Saturday, October 16, 2010

The Magical Connection of Very Young and Very Old

A snap shot of a photograph printed on a plate.  My mom recently took this picture on he trip to Romania this year to visit family.  The woman on the right is my Great-Grandma, and the little boy on the left is my mom's brother.  He had Leukemia, and they both died together in a fire when he was three years old.  It is pretty tragic.  And I feel a little bad writing about tragedy on this blog because I'm sure everyone has enough to deal with and no one particularly wants to hear another sad story to bring them down.  But I need to get this off my chest and chronicle the family history in a safe spot.  So ignore if you please.
My mom says that Kaio reminds her of her brother; so animated, sweet, and happy.  And that her grandmother loved her little brother so much.  They were inseparable.  When the fire started, he was playing by her feet in the kitchen, which is where he always stayed.  They say that she tried to dowse the cooking fire with oil.  Totally what you are not supposed to do.  But my Great-Grandma predicted that she would die with him.  Or said that she didn't want to live without him.  So it turned out to be a self fulfilling prophesy.
And here is my grandfather, Tata, at a graveyard in Trenton, New Jersey.  This is where he is buried, where his wife is buried, and where his bothers and sisters - who died as children - are buried.  Five of his siblings died of childhood diseases during the short period that they lived in the United States.  That was in the 1910's.  They moved back to Romania in 1920, when my Grandfather was five years old.  Only he and one younger brother lived into adulthood.
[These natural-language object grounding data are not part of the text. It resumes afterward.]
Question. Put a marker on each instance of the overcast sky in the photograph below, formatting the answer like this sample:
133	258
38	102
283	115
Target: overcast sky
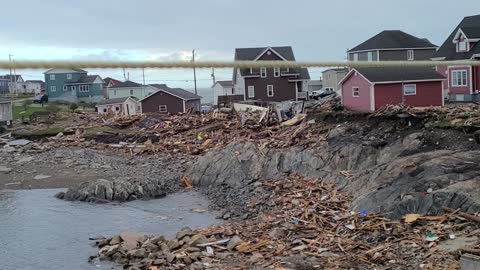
169	30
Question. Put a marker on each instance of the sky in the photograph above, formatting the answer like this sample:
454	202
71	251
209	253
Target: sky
169	30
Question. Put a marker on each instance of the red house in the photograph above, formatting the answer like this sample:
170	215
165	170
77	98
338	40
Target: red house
368	89
462	82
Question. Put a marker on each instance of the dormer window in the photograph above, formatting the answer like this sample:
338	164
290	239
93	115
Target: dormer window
462	46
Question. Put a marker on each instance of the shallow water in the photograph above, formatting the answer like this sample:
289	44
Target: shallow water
38	231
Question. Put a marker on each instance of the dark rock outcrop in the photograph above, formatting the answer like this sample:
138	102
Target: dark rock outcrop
393	177
118	190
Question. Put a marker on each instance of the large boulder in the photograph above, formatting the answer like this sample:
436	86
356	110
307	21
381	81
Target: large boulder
102	190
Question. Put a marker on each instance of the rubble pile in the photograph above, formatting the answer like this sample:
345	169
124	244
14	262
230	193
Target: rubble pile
190	134
304	224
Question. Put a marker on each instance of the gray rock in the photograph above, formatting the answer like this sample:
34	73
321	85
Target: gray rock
131	240
184	232
116	240
137	253
235	241
173	244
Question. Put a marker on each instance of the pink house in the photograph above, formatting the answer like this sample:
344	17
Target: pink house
368	89
462	82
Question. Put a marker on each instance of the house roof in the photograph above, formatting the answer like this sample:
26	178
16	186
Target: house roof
225	83
113	81
11	77
160	86
176	92
59	70
286	52
128	84
116	100
85	79
393	39
397	74
448	49
249	54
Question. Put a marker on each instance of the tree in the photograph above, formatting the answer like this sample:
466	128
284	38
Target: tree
73	107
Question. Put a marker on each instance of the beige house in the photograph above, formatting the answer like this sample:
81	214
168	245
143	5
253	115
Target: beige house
332	77
123	106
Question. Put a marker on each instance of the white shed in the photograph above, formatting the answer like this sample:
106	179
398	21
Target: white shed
124	106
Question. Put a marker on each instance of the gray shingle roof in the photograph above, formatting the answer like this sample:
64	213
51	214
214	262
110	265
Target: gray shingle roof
448	49
225	83
249	54
398	74
113	101
127	84
391	39
181	93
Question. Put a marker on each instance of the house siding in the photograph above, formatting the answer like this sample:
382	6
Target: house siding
460	90
401	55
428	94
363	101
151	104
138	92
195	104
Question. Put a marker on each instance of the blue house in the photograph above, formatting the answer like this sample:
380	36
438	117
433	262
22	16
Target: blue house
73	85
4	86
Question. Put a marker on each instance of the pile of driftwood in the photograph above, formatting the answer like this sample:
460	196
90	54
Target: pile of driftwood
308	224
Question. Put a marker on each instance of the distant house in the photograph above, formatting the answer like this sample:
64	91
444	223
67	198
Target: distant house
16	83
34	86
6	113
270	84
73	85
129	88
170	100
332	77
393	45
463	81
368	89
123	106
4	86
223	93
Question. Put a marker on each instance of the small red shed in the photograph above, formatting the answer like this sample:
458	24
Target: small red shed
368	89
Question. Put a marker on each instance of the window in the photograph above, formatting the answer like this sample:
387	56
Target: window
409	89
276	72
370	56
263	72
251	91
410	55
162	108
84	88
459	78
270	90
355	92
462	46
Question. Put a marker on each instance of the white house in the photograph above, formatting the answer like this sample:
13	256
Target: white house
123	106
131	89
222	89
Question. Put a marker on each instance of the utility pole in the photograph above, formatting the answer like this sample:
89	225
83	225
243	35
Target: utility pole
213	75
194	71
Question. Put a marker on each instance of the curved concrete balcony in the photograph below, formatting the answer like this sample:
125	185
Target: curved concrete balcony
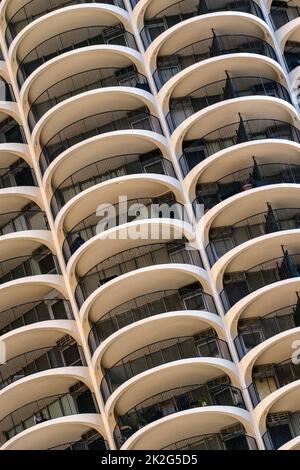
82	82
174	401
47	411
196	151
205	344
282	14
164	205
209	48
225	238
18	18
188	298
87	127
34	311
33	362
232	87
257	175
106	169
132	259
176	12
77	38
201	422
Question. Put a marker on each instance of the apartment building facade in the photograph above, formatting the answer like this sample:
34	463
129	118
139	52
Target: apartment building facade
178	342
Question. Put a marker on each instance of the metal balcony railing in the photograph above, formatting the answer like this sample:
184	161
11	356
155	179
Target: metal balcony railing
215	441
178	399
258	329
122	213
182	10
168	66
70	40
222	90
236	133
239	284
35	9
107	169
145	306
257	175
34	312
270	221
161	352
94	125
82	82
42	410
132	259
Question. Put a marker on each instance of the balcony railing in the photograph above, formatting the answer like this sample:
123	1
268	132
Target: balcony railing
27	265
6	91
122	213
11	132
132	259
291	54
232	87
271	378
174	401
39	411
21	175
258	329
282	15
94	125
224	239
107	169
162	352
70	40
216	441
27	219
32	362
146	306
35	9
34	312
168	66
257	175
236	133
82	82
239	284
183	10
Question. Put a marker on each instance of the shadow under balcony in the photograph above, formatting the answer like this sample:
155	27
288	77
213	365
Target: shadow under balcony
214	46
38	262
282	427
82	82
145	208
132	259
186	9
34	312
70	40
218	392
224	239
268	378
281	14
39	360
256	330
255	176
238	285
29	217
95	125
222	90
74	402
190	297
196	151
107	169
205	344
35	9
224	440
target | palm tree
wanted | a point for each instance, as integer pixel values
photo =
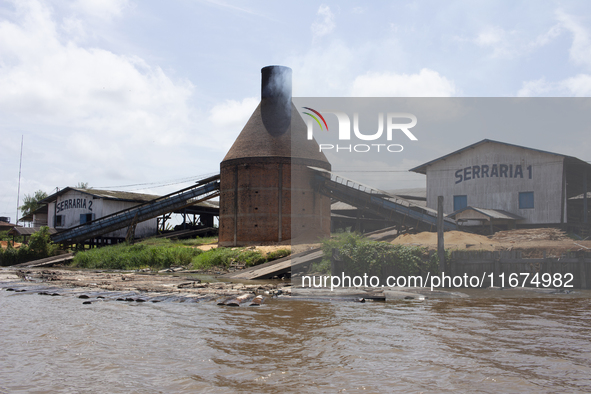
(31, 203)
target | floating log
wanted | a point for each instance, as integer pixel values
(257, 301)
(239, 300)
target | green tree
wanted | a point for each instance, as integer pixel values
(31, 203)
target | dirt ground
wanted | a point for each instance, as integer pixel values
(178, 283)
(531, 242)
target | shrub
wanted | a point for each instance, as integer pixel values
(359, 256)
(39, 247)
(124, 256)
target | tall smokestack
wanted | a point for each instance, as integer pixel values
(276, 99)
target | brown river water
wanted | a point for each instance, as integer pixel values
(492, 342)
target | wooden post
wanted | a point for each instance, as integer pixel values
(440, 245)
(585, 219)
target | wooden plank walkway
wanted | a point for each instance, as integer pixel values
(47, 261)
(283, 265)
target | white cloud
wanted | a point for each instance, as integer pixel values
(577, 86)
(580, 51)
(87, 113)
(324, 24)
(513, 43)
(233, 113)
(228, 119)
(490, 36)
(103, 9)
(427, 83)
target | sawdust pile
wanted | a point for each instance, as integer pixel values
(532, 234)
(4, 244)
(452, 240)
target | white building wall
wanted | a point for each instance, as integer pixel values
(73, 204)
(471, 173)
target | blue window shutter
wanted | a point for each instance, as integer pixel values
(526, 200)
(460, 202)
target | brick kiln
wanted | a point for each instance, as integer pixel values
(266, 188)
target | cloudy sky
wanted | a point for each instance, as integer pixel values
(149, 95)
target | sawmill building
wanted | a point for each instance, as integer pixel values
(496, 183)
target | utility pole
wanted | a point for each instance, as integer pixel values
(440, 245)
(18, 193)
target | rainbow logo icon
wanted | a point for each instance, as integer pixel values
(315, 118)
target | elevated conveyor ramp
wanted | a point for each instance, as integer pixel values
(388, 206)
(203, 190)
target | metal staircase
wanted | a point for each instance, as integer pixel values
(388, 206)
(205, 189)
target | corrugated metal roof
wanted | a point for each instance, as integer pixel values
(119, 196)
(341, 206)
(580, 196)
(28, 230)
(106, 194)
(422, 169)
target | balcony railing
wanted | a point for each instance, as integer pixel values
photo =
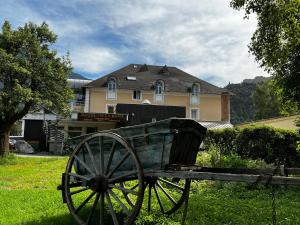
(77, 106)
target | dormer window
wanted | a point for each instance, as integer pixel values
(111, 89)
(194, 97)
(159, 91)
At then here are the two brothers, Easter 2006.  The last Easter before Sabin passed away.  My grandfather followed in 2008.
As Tata's health began to dramatically fade in 2006, I prayed that he would hold on until Kaio's birth.  He made it, and lived for a year and a half longer.  Seven of those months we lived in the same house together.   They had a cosmic affinity for each other from the beginning.  Since the day Kaio was born, he brought life and love into Tata's aging soul.  I remember that Tata would just look at him and laugh at everything that baby Kaio did.  He would give him his pacifier if he dropped it.  he would come to help if he heard him crying.  One night, when Kaio was 4 months old and crying in his crib, Mariano and I were obviously too sleep deprived to wake up, Tata went into Kaio's room and somehow was strong enough to lift him out of the crib and rock him back to sleep.  I came into the room later in the night and Tata was still holding him.  It was so sweet to me, but it frightened Mariano because Tata was suffering from dementia and shouldn't be holding Kaio without supervision.
Actually Tata didn't know that Kaio was my baby.  He always called him Mikey, referring to my little brother Micheal.  And if both Micheal and Kaio were in a room together, Tata still didn't get it.  He would just brush his hand at the thought that the baby was anyone other than baby Mikey.
Kaio would crawl to him, sit in his lap, kiss him, and play with him.  one day when we visited Tata in the hospital and Kaio saw him in pain, well that was the most upset that I ever saw baby Kaio.  I feel blessed that they were able to connect.  And although Kaio was too young at the time to remember, and Tata too old to understand, there was something profoundly magical about the connection they shared together.  The connected in the purest possible realm of existence, where their spirits danced and no words or actions were needed, only a look, a laugh, and maybe a tickle.  Witnessing this is what drives me to believe that children and elderly need to play together.